No me imagino que nos deparara el destino a cada uno de nosotros si el mundo sigue por el mismo camino que va, donde cada ser humano solo busca corromperse hasta el fin llenándose de cinismo y corrupción.
El poder es como una magia capaz de doblegar al más fuerte pero al mismo tiempo puede convertir en el mejor guerrero al más débil. Lamentablemente en las últimas décadas han surgido personas que utilizan el poder para destruir conciencias y callar opiniones; estos son los peores hombres a los cuales denomino secuestradores de almas.
Por otra parte el famoso dinero que se ha convertido para nosotros en el único medio para subsistir pero también en ese preciado tesoro capaz de destruir sueños, separar familias y obligar a algunos a disfrutar de la miseria humana para su beneficio; Ese bendito y maldito dinero que nos obliga a ser quienes no somos para lograr un fin común: “Existir solo si tienes conque”.

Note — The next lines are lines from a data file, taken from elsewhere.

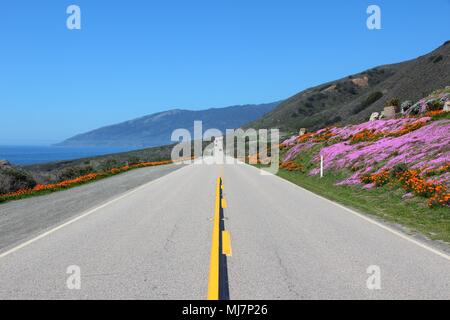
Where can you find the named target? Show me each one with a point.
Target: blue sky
(133, 58)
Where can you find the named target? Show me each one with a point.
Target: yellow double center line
(220, 239)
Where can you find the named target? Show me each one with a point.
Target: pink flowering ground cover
(424, 149)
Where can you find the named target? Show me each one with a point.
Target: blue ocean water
(24, 155)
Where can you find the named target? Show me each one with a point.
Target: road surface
(156, 243)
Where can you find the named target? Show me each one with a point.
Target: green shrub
(371, 99)
(394, 102)
(12, 179)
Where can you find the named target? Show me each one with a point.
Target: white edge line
(83, 215)
(370, 220)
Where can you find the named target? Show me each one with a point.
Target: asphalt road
(155, 243)
(22, 220)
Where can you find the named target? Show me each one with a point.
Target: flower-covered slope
(373, 150)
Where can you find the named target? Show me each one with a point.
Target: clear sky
(133, 58)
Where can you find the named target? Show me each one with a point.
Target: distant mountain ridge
(352, 99)
(156, 129)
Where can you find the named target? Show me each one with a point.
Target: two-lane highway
(156, 243)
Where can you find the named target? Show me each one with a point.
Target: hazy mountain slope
(353, 99)
(156, 129)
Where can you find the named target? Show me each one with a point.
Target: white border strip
(43, 235)
(370, 220)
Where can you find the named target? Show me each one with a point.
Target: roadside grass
(384, 202)
(29, 193)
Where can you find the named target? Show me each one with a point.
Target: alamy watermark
(73, 281)
(374, 19)
(251, 146)
(374, 280)
(73, 21)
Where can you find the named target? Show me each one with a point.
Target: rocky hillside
(354, 98)
(410, 152)
(156, 129)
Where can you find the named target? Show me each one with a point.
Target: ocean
(25, 155)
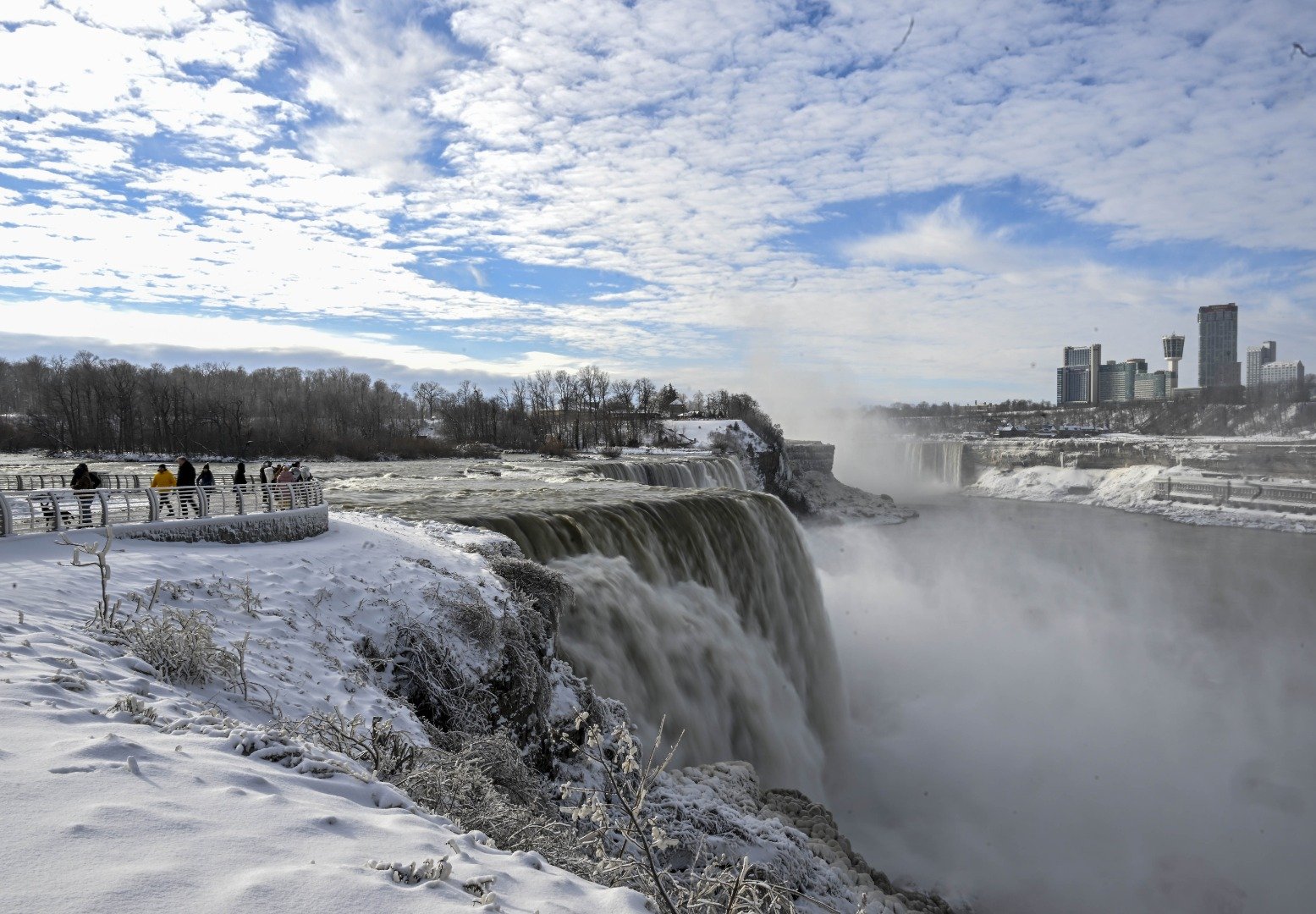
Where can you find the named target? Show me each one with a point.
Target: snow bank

Por último expongo al sexo como ese don que nos dio la naturaleza para trascender que irreparablemente lo hemos convertido en la droga legal más común de la historia capaz de desenfrenar ese dolor perpetuo que solo se gesta antes las puertas de una traición.
Entonces nos preguntamos; ¿Sera que algún día podremos controlar estos aguijones de la mente?, En realidad espero que si porque cada día veo en la calle mas traición, mas corrupción, mas desprecio hacia el ser humano, mas humillaciones por no tener lo suficiente y mas vejaciones a las visiones de nuestro corazón. Todo esto se conjuga formando por ejemplo esa mirada de desprecio dirigida hacia un niño hambriento pidiendo dinero en un semáforo o simplemente nos lleve a pensar que ese mismo niño es un error de la creación que perturba el efímero equilibrio de la vida.
Pobre e insignificante hombre que no perciba que ese niño es dios en su forma más pura y humilde el cual no necesita de poder, dinero o sexo para ser feliz; solo requiere de esa magia divina a la cual irónicamente denominamos amor.